Saya menyewa kamar pojok bawah yang tidak kebagian alat pemanas, sehingga siang malam saya pakai mantel dan kerudung seperti Imam Khamenei kesasar, saking dinginnya. Harga normal sewa kamar di rumah itu 350 Gulden, kamar yang saya pilih hanya 175 Gulden berhubung keterbatasan keuangan saya. Belum pernah ada penghuni kamar saya itu dulu-dulu yang tidak kabur, stres berat atau gila, atau bercerai suami-istri. Justru karena itu disewakan sangat murah, dan bagi saya itu “yarzuqhu min haitsu la yahtasib”: Allah menganugerahkan rezeki tak terduga.

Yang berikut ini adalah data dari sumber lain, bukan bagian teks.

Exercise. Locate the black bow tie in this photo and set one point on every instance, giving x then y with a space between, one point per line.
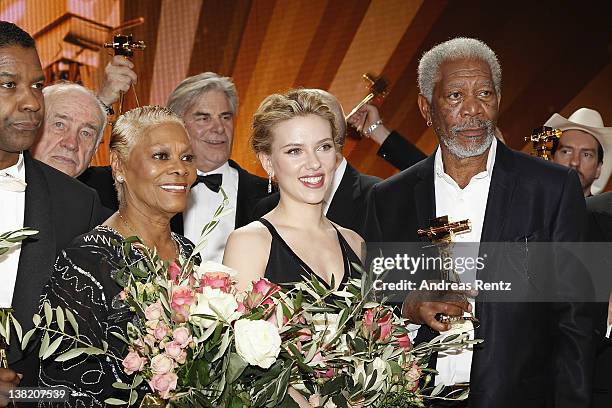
212 181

Jadi, sesungguhnya apa gerangan yang sekarang hari-hari ini kita takuti? Apakah kita semua ini sedang mengkerut takut kepada virus Corona? Bisa ya, bisa tidak. Yang pasti kita takuti adalah adzab Tuhan. Kalau Coronavirus adalah Coronavirus itu sendirian sih, ayolah sini. Iblis, Dajjal, Setan, Ya’juj Ma’juj, semua monster-monster serem, ayo reneo, rinio. Tetapi kalau Covid-19 adalah taburan dari adzab Allah, itu baru perkara.

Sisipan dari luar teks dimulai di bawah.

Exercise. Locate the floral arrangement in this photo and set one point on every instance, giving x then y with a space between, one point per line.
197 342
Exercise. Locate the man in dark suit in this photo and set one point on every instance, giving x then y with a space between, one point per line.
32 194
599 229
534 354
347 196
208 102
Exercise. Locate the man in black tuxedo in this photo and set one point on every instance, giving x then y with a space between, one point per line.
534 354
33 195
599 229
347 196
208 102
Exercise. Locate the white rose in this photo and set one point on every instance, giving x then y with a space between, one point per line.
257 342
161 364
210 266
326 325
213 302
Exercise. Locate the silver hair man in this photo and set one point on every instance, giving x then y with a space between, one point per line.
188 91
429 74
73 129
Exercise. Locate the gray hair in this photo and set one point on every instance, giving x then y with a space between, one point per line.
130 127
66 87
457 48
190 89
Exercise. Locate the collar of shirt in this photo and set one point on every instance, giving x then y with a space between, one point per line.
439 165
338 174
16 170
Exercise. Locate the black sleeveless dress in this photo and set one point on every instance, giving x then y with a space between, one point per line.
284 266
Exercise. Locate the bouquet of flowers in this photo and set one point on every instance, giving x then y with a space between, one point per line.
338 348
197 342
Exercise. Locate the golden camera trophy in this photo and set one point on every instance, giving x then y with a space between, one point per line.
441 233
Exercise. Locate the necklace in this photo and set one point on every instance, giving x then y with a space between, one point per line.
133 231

Dan mereka takut kepada Tuhannya dan takut kepada hisab yang buruk.” (Ar-Ra’d).
Kita menjalani hidup antara lain untuk mempelajari apa yang kita terima dan apa yang kita tolak. Apa yang kita berani dan apa yang kita takut. Nabi Ibrahim As dan Kanjeng Nabi Muhammad Saw ditawari Malaikat untuk menghancurkan musuh yang membakar beliau dan melempari batu serta meluncurkan anak panah sehingga menyerempet leher kiri beliau. Kedua manusia yang paling dekat kepada Allah itu, Khalilullah dan Habibullah, menolak tawaran Malaikat meskipun itu untuk membelanya. Jawaban beliau berdua sama: “Kalau apa yang engkau kemukakan itu adalah perintah Allah, maka lakukanlah. Tetapi kalau yang engkau tawarkan itu berasal dari dirimu sendiri, terima kasih, jangan lakukan, biarkan saya mengalami apa pun saja yang Allah izinkan untuk aku alami”.

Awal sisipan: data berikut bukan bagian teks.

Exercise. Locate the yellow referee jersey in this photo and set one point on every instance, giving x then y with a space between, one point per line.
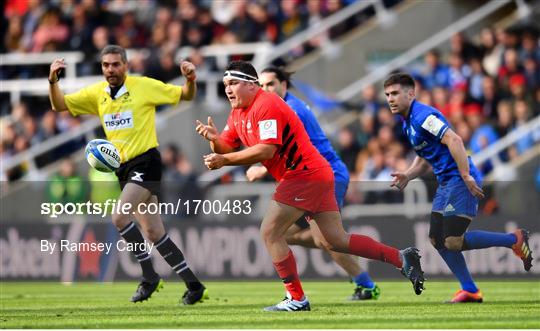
129 120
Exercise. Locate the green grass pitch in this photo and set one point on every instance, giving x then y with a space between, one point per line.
238 305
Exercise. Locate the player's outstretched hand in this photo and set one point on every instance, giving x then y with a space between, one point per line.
256 172
188 70
473 187
214 161
400 180
57 66
208 131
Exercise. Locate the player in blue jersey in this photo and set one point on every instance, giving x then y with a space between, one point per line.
456 201
302 233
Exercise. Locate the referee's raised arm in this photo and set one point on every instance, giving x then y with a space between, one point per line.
190 87
55 93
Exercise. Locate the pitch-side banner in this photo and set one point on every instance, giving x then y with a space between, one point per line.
231 250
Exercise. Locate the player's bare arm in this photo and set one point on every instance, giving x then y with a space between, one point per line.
250 155
210 132
401 179
459 154
55 93
256 172
190 87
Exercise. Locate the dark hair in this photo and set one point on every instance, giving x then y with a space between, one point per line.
403 79
114 49
244 67
281 75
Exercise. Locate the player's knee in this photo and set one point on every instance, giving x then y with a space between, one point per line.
436 231
453 243
268 235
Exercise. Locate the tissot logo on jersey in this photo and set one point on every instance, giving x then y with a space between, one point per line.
117 121
108 151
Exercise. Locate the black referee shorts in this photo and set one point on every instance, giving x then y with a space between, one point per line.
143 170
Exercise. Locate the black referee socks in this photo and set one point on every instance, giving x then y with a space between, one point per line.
174 257
132 235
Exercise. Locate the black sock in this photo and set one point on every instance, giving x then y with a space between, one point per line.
174 257
132 235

Dengan prinsip yang sama meskipun dengan logika kasus yang terbalik, kita ngeri kalau Coronavirus ini adalah hukuman Allah, bukan sekadar ujian atau peringatan. Kalau peringatan, kita tingkatkan kehati-hatian dan kewaspadaan. Kalau ujian, kita tingkatkan disiplin dan kesungguhan. Tapi kalau hukuman, balasan atau adzab Allah, Jamaah Maiyah dan kita memperdalam rasa dosa kepada Allah, kita hitung, kita petakan dan muhasabahi kesalahan-kesalahan kita, kemudian memohon ampun, bertobat dan bersumpah tidak mengulanginya lagi.
Andaikan Corona tidak datang menjadi saudara bungsu makhluk-makhluk Allah di Bumi, apakah kita terbebas dari kemungkinan sakit dan mati? “Aina ma takunu”.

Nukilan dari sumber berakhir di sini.